Purpose: The optimal time between neoadjuvant chemoradiotherapy (CRT) and surgery for rectal cancer has been debated. This study evaluated the influence of this interval on oncological outcomes.

Methods: We compared postoperative complications, pathological downstaging, disease recurrence, and survival in patients with locally advanced rectal cancer who underwent surgical resection <8 weeks (group A, n = 105) to those who had surgery ≥8 weeks (group B, n = 48) after neoadjuvant CRT.

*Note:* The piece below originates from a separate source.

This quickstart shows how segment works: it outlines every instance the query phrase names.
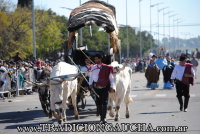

Results: Of 153 patients, 117 (76.5%) were male and 36 (23.5%) were female. Mean age was 57.8 years (range, 28 to 79 years). There was no difference in the rate of sphincter preserving surgery between the two groups (group A, 82.7% vs. group B, 77.6%; P = 0.509). The longer interval group had decreased postoperative complications, although statistical significance was not reached (group A, 28.8% vs. group B, 14.3%; P = 0.068). A total of 111 (group A, 75 [71.4%] and group B, 36 [75%]) patients were downstaged and 26 (group A, 17 [16.2%] and group B, 9 [18%]) achieved pathological complete response (pCR). There was no significant difference in the pCR rate (P = 0.817). The longer interval group experienced significant improvement in the nodal (N) downstaging rate (group A, 46.7% vs. group B, 66.7%; P = 0.024). The local recurrence (P = 0.279), distant recurrence (P = 0.427), disease-free survival (P = 0.967), and overall survival (P = 0.825) rates were not significantly different.

Conclusion: It is worth delaying surgical resection for 8 weeks or more after completion of CRT as it is safe and is associated with higher nodal downstaging rates.